It feels as though an organ has been removed from my body when any one of my friend moves away from me. I have missed my family and my special ones too, but that did not hurt to the level of missing my dear friends. Extreme joy and immense pain – both can be experienced by having them around. The whole world might misunderstand my so very most appropriate words but it’s my friends who even understand my least appropriate silence.
My friends do not give me a Hundred Rupee note and say keep it as pocket money, but give me the needed penny. My friends do not ask me what’s wrong dear, but just shoulder my pain as theirs and begin to ponder over the solutions. My friends do not wipe my tear, but cry along. My friends do not look at my mistake as a mistake, but as a bad experience. My friends don’t just bring a smile from my lips, but deep from my heart. My friends do not break my heart, but make it. My friends do not assume if it is good for me, but wish the best for me. My friends do not give me what I need, but what I merely wish to have. My friends bring out the real me and love me for every little bit of it.

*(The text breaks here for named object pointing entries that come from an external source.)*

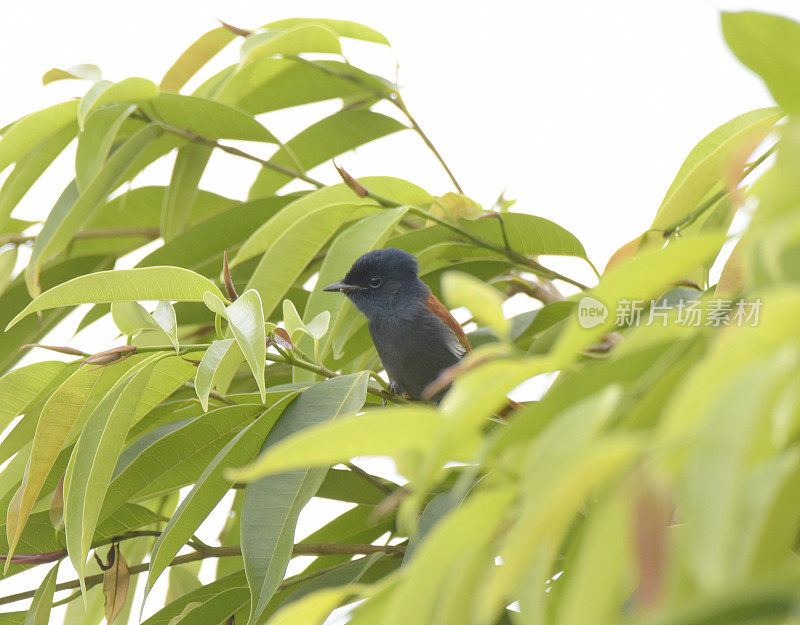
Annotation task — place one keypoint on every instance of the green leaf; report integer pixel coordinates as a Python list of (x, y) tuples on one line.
[(178, 457), (209, 489), (710, 160), (343, 28), (33, 129), (96, 140), (273, 504), (65, 412), (204, 380), (207, 118), (485, 302), (329, 137), (246, 319), (195, 57), (390, 432), (21, 388), (93, 459), (642, 277), (124, 285), (270, 84), (313, 609), (770, 46), (528, 234), (190, 163), (84, 71), (202, 244), (202, 596), (131, 318), (67, 218), (29, 168), (294, 40), (39, 612), (104, 92)]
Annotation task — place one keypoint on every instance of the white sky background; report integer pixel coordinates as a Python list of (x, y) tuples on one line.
[(583, 111)]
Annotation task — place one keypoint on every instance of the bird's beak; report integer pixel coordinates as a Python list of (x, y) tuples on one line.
[(341, 287)]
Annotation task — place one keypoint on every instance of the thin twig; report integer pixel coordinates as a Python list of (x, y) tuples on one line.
[(318, 549), (194, 137), (398, 102), (99, 233), (368, 477)]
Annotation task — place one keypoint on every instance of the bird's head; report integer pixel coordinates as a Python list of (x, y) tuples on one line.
[(378, 278)]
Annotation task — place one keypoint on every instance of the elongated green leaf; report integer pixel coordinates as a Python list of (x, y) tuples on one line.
[(390, 432), (770, 46), (124, 285), (21, 387), (528, 234), (313, 609), (641, 277), (270, 84), (69, 406), (202, 245), (485, 303), (93, 459), (131, 318), (16, 297), (343, 28), (272, 504), (141, 207), (96, 140), (185, 605), (84, 71), (106, 92), (329, 137), (246, 319), (195, 57), (293, 40), (177, 458), (210, 488), (31, 130), (208, 118), (190, 163), (67, 218), (709, 160), (39, 612), (29, 168), (204, 380), (369, 233)]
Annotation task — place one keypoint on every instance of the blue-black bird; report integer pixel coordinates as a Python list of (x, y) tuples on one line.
[(415, 335)]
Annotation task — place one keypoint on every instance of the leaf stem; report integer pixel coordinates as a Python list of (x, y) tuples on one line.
[(316, 549), (99, 233), (398, 102)]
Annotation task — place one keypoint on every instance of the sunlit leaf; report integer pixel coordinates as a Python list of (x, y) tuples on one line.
[(124, 285)]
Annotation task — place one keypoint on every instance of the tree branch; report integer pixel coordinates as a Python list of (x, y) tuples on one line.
[(317, 549), (191, 136)]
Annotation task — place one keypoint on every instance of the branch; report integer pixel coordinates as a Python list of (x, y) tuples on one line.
[(318, 549), (100, 233), (194, 137), (688, 220), (511, 254), (398, 102)]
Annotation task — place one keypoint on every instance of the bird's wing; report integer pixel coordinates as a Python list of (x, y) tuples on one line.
[(440, 310)]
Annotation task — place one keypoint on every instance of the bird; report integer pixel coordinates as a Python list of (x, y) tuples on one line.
[(414, 334)]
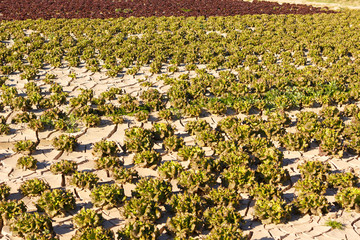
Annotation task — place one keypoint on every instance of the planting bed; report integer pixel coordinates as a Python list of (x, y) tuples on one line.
[(231, 127), (34, 9)]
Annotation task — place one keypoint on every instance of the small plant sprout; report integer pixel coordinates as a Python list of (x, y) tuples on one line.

I do not believe the fact it takes years to have an understanding friendship and I stand by the thought that time does not act as a reason in creating friendship. Friends bring fun and carry a new significance to live life in the most wonderful way. Friends sometimes give us a thought they are more than our family.
Any relation in this world might turn out to be mandatory at a point but friendship never will. If I am to believe I had done good deeds in my previous birth and that’s why I have my friends, then I would passionately agree to it.
If anybody asked me to pen down my valuable possessions, I would easily write down one word – “My Friends”.